La tematica della violenza psicologica mai come in questa serie è trattata con così tanta profondità e serietà: Alex, pur comprendendone la gravità, non riesce ad ammettere a se stessa che le molestie emotive siano al pari di quelle fisiche, tanto che agli inizi, quando le consiglieranno di rivolgersi ad un’associazione per donne vittime di violenza, lei stessa reputerà il male subito inferiore rispetto a quello vissuto dalle altre donne. Sebbene gli eventi mostrino al pubblico una donna, la regia non perde mai occasione di ricordarci che Alex è una giovane ragazza, alle prese con una vita più grande di lei; i dettagli sul volto, su quegli occhi grandi e celesti, su quella pelle giovane e fresca ci raccontano quanto non sia scontato che lei spenda tutte le sue energie nell’affrontare le difficoltà di una madre sola e povera.
Alex rammenta raramente la sua età e ciò che ne dovrebbe conseguire, sentendosi in colpa in seguito a quei rari momenti dove l’entusiasmo e la frivolezza tipica della giovinezza prendono su di lei il sopravvento. Alla protagonista sembra quasi vietato godersi la vita, perché ogni conquista fatta spesso sfuma a causa di motivi esterni: un ex compagno alcolizzato e collerico e una madre i cui disturbi mentali la portano a vivere in strada come una barbona e a frequentare gli uomini sbagliati. Nonostante tutto il dolore che le persone care ad Alex le abbiano arrecato, lei non porta rancore, anzi, alle volte sembra quasi voler tornare sui suoi passi per non abbandonarle, cosa che meriterebbero.

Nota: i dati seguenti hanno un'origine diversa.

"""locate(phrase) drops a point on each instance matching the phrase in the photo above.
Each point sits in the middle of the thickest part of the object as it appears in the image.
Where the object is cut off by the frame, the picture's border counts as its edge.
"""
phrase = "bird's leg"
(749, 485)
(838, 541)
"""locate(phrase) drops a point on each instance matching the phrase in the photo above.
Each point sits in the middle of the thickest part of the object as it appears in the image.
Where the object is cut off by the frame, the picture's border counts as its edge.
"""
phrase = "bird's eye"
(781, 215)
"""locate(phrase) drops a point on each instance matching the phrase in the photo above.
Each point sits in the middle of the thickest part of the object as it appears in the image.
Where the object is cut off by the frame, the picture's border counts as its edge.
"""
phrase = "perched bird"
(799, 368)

Probabilmente il suo istinto dipende molto dalla sua sensibilità ed intelligenza: lei sa che se la madre è così, è perché non ha avuto una vita facile, così come l’ex compagno. La forza che la spinge ad allontanarsi dai guai è Maddy, l’amore per questa figlia, più che l’amore per sé stessa. L’unico spazio, l’unico angolo di pace che riesce a ritagliarsi è quando scrive il suo diario, dove racconta, con voracità, le sue esperienze lavorative. Alex è una “maid“, cioè una donna delle pulizie, una colf, una che pulisce centinaia di bagni e abitazioni, una che fa caso agli oggetti e alla vita delle persone che le abitano. Le sue storie saranno, infatti, la sua via di fuga, l’unica possibilità di un riscatto personale che vada oltre l’amore per la figlia, l’unico modo che ha di amare sé stessa.

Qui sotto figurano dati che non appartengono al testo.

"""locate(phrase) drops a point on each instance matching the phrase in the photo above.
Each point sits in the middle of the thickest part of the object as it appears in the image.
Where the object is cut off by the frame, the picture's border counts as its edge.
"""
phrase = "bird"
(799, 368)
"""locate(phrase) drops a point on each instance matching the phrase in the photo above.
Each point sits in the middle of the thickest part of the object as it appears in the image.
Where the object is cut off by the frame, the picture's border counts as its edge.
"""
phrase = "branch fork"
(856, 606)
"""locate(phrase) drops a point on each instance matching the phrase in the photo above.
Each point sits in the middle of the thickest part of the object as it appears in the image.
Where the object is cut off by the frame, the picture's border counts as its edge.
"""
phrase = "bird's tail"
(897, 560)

Il livello attoriale di questa miniserie è altissimo, grazie soprattutto all’iconica Andie MacDowell, che interpreta il ruolo di Paula, madre di Alex (le due interpreti sono madre e figlia nella vita reale), e che riesce a creare un personaggio di un’intensità talmente rara da far pensare allo spettatore che sia la sua migliore interpretazione. Maid è un piccolo gioiello che rischia di passare inosservato su una piattaforma come Netflix, perché non propone niente di audace, psichedelico o anticonformista; Maid è vita vera, è un racconto talmente intenso ed incisivo da richiamare tutti e cinque i sensi dello spettatore e da coinvolgere visceralmente il pubblico over 20.